The serious ethical, if not legal, concerns surrounding high frequency trading hit Main Street this past Friday with a lead article in the New York Times. I highlighted that article along with my extensive writings on this topic here at Sense on Cents in my piece “Wall Street Has a Problem as High Frequency Trading Moves to Main Street.”
Well, we awaken this morning to see the high frequency trading issue making waves in Washington. The Wall Street Journal reports In a Flash, Schumer Warns SEC:
Sen. Charles Schumer (D., N.Y.) told the Securities and Exchange Commission that he will move to limit “flash” orders for stocks if the agency takes no action against them.
The practice routes stock trades through private liquidity pools before being sent onto other exchanges for filling. Critics contend that flash ordering creates a two-tiered system of investors, where those with access get a better price than those without.
“If the SEC fails to curb this practice, I plan to introduce legislation in the U.S. Senate to prohibit the use of flash orders in connection with optional pre-routing programs in order to ensure that trading in U.S. public capital markets is fair and transparent for all market participants,” Sen. Schumer wrote Friday.

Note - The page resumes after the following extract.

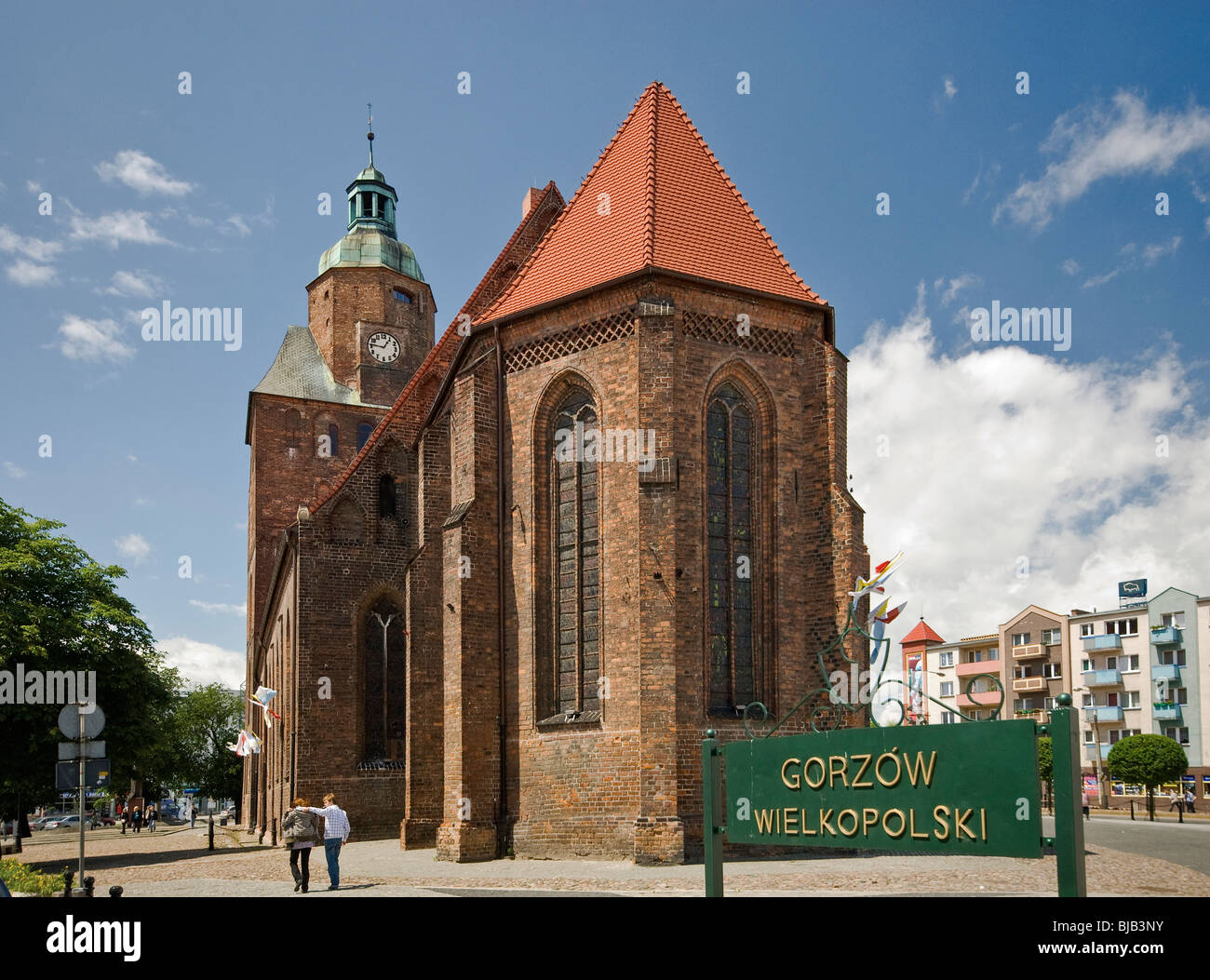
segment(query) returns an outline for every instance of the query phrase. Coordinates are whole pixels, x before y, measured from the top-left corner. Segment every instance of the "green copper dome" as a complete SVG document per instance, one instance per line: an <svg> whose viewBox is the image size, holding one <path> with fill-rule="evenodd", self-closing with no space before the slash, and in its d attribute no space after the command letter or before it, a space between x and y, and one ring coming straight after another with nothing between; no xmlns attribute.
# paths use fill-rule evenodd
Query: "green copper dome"
<svg viewBox="0 0 1210 980"><path fill-rule="evenodd" d="M382 172L374 166L373 146L370 143L370 165L345 188L348 234L319 256L319 275L338 266L385 265L424 282L416 254L399 241L394 226L399 198Z"/></svg>
<svg viewBox="0 0 1210 980"><path fill-rule="evenodd" d="M356 265L385 265L409 278L424 282L415 253L397 238L376 227L352 227L319 256L319 275L329 269Z"/></svg>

While on one hand I commend Schumer for being proactive on this front, I am reminded that he has been one of the largest beneficiaries of campaign contributions and lobbying dollars from the banks and hedge funds engaged in high frequency program trading. Without questioning Schumer’s motivations, is he taking action to curry public favor against his being linked so closely with Wall Street?
Additionally, the fact that Schumer or any other political representative needs to address this issue again brings into question the efficacy of the regulatory bodies charged with protecting investor interests. How can any observer of high frequency program trading believe the investor playing field is anywhere close to being level?
Why has the field sloped? Very simply, as the various stock exchanges compete for business, the officials running the exchanges have traded investor protection and interests for the volume and revenues provided by high frequency program trading.
Who should have been engaged with these exchanges to prevent these abusive trading programs? The SEC and FINRA. Who actually exposed the issues surrounding high frequency program trading? Financial blogs and Joe Saluzzi of Themis Trading. I commend Mr. Saluzzi given his position in the marketplace.
I am excited to apprise our readers and listeners that I will have Mr. Saluzzi as my guest this Sunday evening August 2nd from 8-9pm on my internet radio show, NoQuarter Radio’s Sense on Cents with Larry Doyle.
Perhaps our elected representatives in Washington along with financial regulators at the SEC and FINRA may care to listen and learn.